Family, relationships and place-based sovereignty are a major feature of contemporary Native America, whose collective “heartbeat” has grown stronger throughout the Self-Determination Era. The legacies of conquest, however, continue, and Indian communities still endure beleaguering disparities. They also continue to confront legal and political challenges, as well as threats of violence.
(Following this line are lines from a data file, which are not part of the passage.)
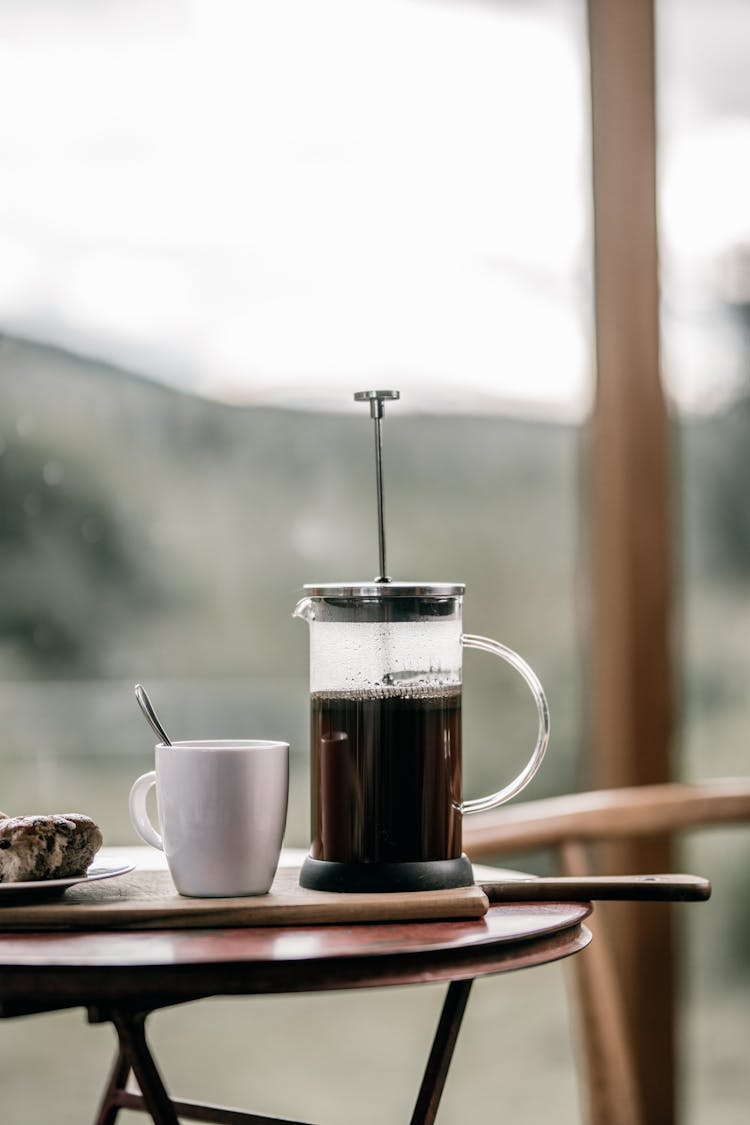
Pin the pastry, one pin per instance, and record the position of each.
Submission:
(56, 846)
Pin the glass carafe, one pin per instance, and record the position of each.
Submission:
(386, 678)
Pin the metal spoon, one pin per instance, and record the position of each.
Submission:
(145, 705)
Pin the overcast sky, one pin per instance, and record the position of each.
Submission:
(288, 200)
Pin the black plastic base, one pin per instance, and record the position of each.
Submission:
(352, 878)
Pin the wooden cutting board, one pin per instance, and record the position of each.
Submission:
(147, 900)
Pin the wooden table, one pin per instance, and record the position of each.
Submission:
(123, 977)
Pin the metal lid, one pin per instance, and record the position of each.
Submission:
(386, 590)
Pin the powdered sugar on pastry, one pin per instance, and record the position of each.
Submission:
(56, 846)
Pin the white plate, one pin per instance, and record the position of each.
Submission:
(47, 888)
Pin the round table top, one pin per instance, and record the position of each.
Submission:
(160, 968)
(42, 971)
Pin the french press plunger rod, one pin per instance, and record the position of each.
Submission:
(376, 398)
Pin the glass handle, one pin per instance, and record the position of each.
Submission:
(486, 645)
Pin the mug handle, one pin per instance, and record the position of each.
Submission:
(486, 645)
(138, 815)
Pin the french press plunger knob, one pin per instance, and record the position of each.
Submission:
(376, 398)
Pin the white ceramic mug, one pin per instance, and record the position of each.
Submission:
(222, 809)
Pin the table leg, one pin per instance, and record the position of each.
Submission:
(433, 1081)
(110, 1106)
(135, 1054)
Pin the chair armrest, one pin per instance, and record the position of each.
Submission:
(606, 815)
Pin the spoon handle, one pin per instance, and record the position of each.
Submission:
(145, 705)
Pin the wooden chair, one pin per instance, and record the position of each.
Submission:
(568, 826)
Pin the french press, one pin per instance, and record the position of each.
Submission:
(386, 727)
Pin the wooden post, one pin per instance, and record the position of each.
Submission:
(630, 513)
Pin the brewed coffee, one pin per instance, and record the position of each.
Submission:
(386, 783)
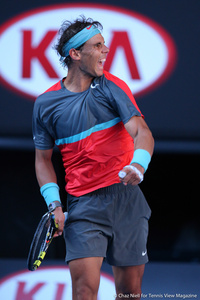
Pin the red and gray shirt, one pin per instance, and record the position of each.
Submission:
(88, 128)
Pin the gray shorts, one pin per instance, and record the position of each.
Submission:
(111, 222)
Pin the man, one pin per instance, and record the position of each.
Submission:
(92, 117)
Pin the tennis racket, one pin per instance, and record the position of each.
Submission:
(42, 239)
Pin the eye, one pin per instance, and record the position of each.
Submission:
(98, 45)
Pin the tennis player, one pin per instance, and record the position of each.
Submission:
(106, 147)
Treuer writes that in recent years the United States Supreme Court has been “shaped by the questions of community and obligation between the government and several Indian nations.” But he might have noted as well that since 1978 the court has fashioned a “common law colonialism” that chips away at the ability of tribal courts to enforce criminal and civil laws against non-Indians, while environmental degradation and the extraction of resources plague Indian communities disproportionately.
Increasingly, colonial battles have moved from Wounded Knee to Congress, where Native communities have, at times, been victorious. “In 2013, the Violence Against Women Act (VAWA),” Treuer writes, “was reauthorized and significantly revised. Among the new provisions was the empowerment of tribal courts to charge and prosecute non-Natives who raped or assaulted Native women on Native land.”
Such statutory reforms offer tribal communities opportunities to reform misguided court rulings, and political advocacy has become an effective mechanism for protecting community members, enforcing environmental regulations and further institutionalizing sovereign authority within tribal communities. Indeed, working with Congress has become a common feature of contemporary American Indian politics. Treuer speaks of “a slew of laws” passed in the 1990s and 2000s that have empowered Native peoples.
Threats to tribal sovereignty, however, loom. Shortly after the VAWA reauthorization, Dollar General Corporation took a case to the Supreme Court contesting tribal authority over civil affairs. In 2016 it nearly won with a court that divided 4 to 4. Legal challenges like this one have become among the 21st century’s primary landscapes of confrontation.
Ultimately, Treuer’s powerful book suggests the need for soul-searching about the meanings of American history and the stories we tell ourselves about this nation’s past. There is an urgency to fashion new national narratives. Treuer’s suggestion, for example, that Indian peoples have been infected by colonialism with a disease “of powerlessness … more potent than most people imagine” could be extended to include the subordination experienced by other gendered, racialized and historically disempowered communities. This disease also has the potential to spread even further, because it cannot simply be up to America’s indigenous people to ward it off. As Treuer explains, “This disease is the story told about us and the one we so often tell about ourselves.”